I'm a little out of sorts so my husband had to take the little darling to class tonight (just your average run and tumble with other kids class). As they were leaving I cautioned him a few times to be careful. He finally said, "What's up? Did you have a premonition or something?" No. I'm just sick. And I worry when I'm not in control of things.
And with kids it seems that on some level, you are rarely in control. I've wondered if my excessive worries are a sign of something worse. I was somewhat relieved when I stumbled across this post at DotMoms. It appears that if I am insane, I am in excellent company because the world is full of mommies who go into extended worry mode. I worry that when she learn to swim she'll go to far and be attacked by sharks. I worry that if we visit her grandpa in Florida, the alligator who lives in the waters near the retirement community's nine hole golf course will zero in on her. I worry that she jump out of my arms an into danger in an astonishing variety of ways. Mind you, I am never the perpetrator of harm in this little worrying daymares; instead, I'm always wondering how I will be able to protect my little one from x,y and especially z.
I used to think my mom was crazy when she fussed about how she worried. Now look at me. I am my mother.
My extensive experience with worry has caused me to think that if I'm not the only mommy in the world who worries so absurdly, is there some biological and/or chemical reason for our fears? Has someone conducted a scientific study on this issue? There is so much focus on post-partum depression, but no one warned me about the level of fear I would periodically experience--except my brother.
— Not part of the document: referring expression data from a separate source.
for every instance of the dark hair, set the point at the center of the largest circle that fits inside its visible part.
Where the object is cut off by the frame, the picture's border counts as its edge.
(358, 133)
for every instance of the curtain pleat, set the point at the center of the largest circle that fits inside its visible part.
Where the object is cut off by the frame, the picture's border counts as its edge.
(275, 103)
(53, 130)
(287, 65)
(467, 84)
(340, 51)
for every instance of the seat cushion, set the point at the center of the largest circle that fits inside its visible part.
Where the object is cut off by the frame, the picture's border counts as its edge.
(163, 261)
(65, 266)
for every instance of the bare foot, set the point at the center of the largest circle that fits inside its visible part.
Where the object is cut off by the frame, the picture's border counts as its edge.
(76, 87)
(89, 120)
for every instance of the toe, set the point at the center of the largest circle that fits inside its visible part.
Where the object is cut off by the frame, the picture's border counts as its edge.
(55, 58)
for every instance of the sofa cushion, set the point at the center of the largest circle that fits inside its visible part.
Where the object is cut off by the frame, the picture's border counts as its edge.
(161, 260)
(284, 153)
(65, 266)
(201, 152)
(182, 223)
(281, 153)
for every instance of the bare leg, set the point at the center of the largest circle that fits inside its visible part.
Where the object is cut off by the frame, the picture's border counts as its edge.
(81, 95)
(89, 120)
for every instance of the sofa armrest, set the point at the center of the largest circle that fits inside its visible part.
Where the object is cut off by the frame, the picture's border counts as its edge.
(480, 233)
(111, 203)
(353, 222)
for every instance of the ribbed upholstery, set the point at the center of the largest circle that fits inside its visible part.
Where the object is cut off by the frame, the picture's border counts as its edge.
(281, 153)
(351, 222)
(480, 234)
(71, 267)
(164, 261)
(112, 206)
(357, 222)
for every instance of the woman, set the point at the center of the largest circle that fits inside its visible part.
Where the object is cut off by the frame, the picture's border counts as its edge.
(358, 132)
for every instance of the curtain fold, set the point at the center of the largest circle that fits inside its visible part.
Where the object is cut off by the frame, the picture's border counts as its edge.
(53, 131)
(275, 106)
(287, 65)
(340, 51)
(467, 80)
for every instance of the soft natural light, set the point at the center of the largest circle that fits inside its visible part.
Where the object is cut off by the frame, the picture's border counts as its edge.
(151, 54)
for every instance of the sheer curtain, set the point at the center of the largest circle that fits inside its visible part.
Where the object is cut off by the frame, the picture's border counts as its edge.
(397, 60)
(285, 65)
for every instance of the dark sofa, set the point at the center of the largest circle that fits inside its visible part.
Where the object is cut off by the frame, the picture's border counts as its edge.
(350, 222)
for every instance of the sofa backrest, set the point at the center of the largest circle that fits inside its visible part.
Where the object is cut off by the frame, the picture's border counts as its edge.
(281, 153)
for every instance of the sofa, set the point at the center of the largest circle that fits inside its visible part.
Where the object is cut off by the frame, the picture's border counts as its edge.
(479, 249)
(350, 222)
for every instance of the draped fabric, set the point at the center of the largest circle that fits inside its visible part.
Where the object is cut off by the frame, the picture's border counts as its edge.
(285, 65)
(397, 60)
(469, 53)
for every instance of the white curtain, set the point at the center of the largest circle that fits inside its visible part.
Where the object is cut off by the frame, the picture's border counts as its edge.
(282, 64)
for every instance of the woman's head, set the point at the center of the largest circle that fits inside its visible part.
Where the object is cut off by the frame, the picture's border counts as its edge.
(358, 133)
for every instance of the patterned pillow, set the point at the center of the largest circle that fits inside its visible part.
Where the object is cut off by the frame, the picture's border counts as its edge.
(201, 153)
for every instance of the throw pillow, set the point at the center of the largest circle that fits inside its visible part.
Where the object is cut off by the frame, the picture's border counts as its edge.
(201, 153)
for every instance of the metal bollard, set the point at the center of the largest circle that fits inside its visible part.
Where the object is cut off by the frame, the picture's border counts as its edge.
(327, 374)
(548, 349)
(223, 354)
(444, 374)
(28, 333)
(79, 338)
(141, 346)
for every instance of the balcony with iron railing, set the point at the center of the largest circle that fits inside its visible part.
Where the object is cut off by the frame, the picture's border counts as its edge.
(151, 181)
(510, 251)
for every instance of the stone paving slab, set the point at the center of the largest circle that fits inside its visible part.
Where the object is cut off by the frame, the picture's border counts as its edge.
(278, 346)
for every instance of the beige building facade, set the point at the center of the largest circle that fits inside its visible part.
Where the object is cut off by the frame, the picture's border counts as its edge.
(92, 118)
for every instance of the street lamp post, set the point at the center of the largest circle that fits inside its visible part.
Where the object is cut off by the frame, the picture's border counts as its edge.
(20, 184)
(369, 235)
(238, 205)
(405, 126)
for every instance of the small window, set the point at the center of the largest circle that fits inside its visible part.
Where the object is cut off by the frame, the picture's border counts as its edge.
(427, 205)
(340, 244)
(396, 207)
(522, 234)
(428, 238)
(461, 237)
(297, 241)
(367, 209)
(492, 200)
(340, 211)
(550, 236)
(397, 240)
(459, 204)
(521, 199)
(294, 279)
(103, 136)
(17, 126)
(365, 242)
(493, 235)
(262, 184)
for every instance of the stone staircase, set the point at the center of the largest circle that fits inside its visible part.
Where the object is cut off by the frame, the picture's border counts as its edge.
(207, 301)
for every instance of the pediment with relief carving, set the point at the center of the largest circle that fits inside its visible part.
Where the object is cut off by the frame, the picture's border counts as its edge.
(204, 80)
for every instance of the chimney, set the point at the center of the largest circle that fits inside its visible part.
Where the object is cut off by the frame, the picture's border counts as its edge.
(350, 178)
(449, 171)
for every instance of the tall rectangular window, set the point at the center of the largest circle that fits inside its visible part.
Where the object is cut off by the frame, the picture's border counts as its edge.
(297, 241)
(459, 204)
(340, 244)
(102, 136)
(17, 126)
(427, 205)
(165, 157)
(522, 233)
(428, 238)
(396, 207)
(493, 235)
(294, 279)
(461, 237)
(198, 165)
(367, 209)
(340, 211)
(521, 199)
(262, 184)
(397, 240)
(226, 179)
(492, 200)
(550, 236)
I'm apparently not the only person wondering about all this worrying. Literary Mama has a book review of A Potent Spell: Mother Love and the Power of Fear by Janna Malamud Smith. Written by a psychotherapist, A Potent Spell is less a scientific study and more a literary/historical commentary. I was particularly attracted by this quote: "The maternal mind is a sheepdog herding a flock in the rain -- nudging, circling, barking, nipping heels, keeping an eye out for predators, and panting with effort that may or may not accomplish its aim. We sense that somewhere, maybe close or maybe not, wolves threaten. We labor to keep them away." According to the reviewer, the book goes off on tangents from time to time, and she may rehash common feminist views of history that don't pertain to her premise, but the book is a "captivating" read. Barnes and Noble has excerpts from Publisher's Weekly, Library Journal and Kirkus Reviews.
I am intrigued by this book, although I get the feeling that I might find it too simplistic for what I'm trying to understand. I'm less concerned about the alleged detrimental impact all this worry has on my career, and more concerned about how it affects me and my child (and to some degree my husband) as people and as a family. At least I have some reassurance now that I'm not alone in worrying.